Jugement signé par M. [Magistrat/Greffier I] [Magistrat/Greffier T], Président de chambre et par Mme [Magistrat/Greffier G] [Magistrat/Greffier U], Greffière d’audience à laquelle la minute de la décision a été remise par le magistrat signataire.
LES FAITS
En 2018, la banque CIC Est a octroyé un prêt de 76 700 euros à la société Max-Sim Holding, spécialisée en gestion de fonds, dont le dirigeant, M. [H], s’est porté caution.
A partir de juin 2024, la société Max-Sim Holding a cessé d’honorer ses échéances et le CIC Est a prononcé la déchéance du terme. La banque réclame solidairement la somme de 19 056,71 euros à la société Max-Sim Holding et à la caution.
LA PROCÉDURE
Par actes délivrés le 5 mars 2025, suivant les modalités prévues à l’article 654 du code de procédure civile, la banque CIC Est, SA immatriculée au RCS de Strasbourg sous le n° 754 800 712, a assigné la société Max-Sim Holding, SARL immatriculée au RCS de Pontoise sous le n° 841 212 178 et M. [L] [H], né le [Date naissance 1] 1975 à Uludere (Turquie), devant ce tribunal pour l’audience du 2 avril 2025.
Aux termes de cette assignation, le CIC Est demande au tribunal de :
Vu les articles 1103, 1104 et 1193 du code civil,
Vu les articles 2288 et 2298 du code civil,
Vu les articles 514 et suivants du code de procédure civile,
Vu les pièces versées aux débats,
* Condamner solidairement la société Max-Sim Holding et M. [L] [H], pris en sa qualité de caution solidaire des engagements de la société Max-Sim Holding, à payer à la banque CIC Est la somme de 19 056,71 euros au titre du prêt professionnel du 9 août 2018, majorée des intérêts de retard au taux conventionnel de 1,85 % à compter du 5 février 2025 jusqu’au parfait paiement ;
* Condamner solidairement la société Max-Sim Holding et M. [L] [H], pris en sa qualité de caution solidaire des engagements de la société Max-Sim Holding, à payer à la banque CIC Est la somme de 2 000 euros par application des dispositions de l’article 700 du code de procédure civile ;
* Ordonner l’exécution provisoire, nonobstant appel et sans caution, qui est de droit en application des dispositions des articles 514 et suivants du code de procédure civile ;
* Condamner solidairement la société Max-Sim Holding et M. [L] [H], pris en sa qualité de caution solidaire des engagements de la société Max-Sim Holding, aux entiers dépens, lesquels comprendront notamment les frais de mesures conservatoires qui pourront être engagés.

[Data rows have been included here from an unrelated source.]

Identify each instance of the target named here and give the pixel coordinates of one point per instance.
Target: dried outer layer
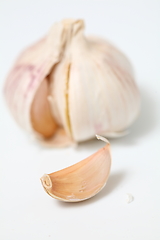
(30, 70)
(82, 180)
(90, 85)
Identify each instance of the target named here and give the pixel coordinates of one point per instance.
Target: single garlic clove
(82, 180)
(42, 120)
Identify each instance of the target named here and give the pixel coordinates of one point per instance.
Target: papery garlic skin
(91, 84)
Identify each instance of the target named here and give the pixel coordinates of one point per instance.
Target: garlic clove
(82, 180)
(42, 120)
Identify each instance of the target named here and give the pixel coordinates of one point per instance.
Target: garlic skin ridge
(82, 180)
(90, 83)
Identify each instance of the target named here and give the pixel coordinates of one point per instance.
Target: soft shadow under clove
(114, 182)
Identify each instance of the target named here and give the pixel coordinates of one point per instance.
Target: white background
(27, 212)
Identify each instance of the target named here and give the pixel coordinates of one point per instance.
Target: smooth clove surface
(82, 180)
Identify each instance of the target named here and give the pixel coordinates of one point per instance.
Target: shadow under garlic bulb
(68, 87)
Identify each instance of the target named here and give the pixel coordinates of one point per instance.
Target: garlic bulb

L’affaire est revenue à l’audience de plaidoirie le 18 septembre 2025 au cours de laquelle le CIC Est a été entendu en ses explications en absence de la société Max-Sim Holding et M. [H] ; ceux-ci ne se présentent pas ni personne à leur place ; ils ne fournissent pas davantage d’observation écrite.
En vertu de l’article 472 du code de procédure civile, lorsque le défendeur ne comparait pas, il est néanmoins statué sur le fond, le juge ne faisant droit à la demande que s’il l’estime recevable, régulière et bien fondée.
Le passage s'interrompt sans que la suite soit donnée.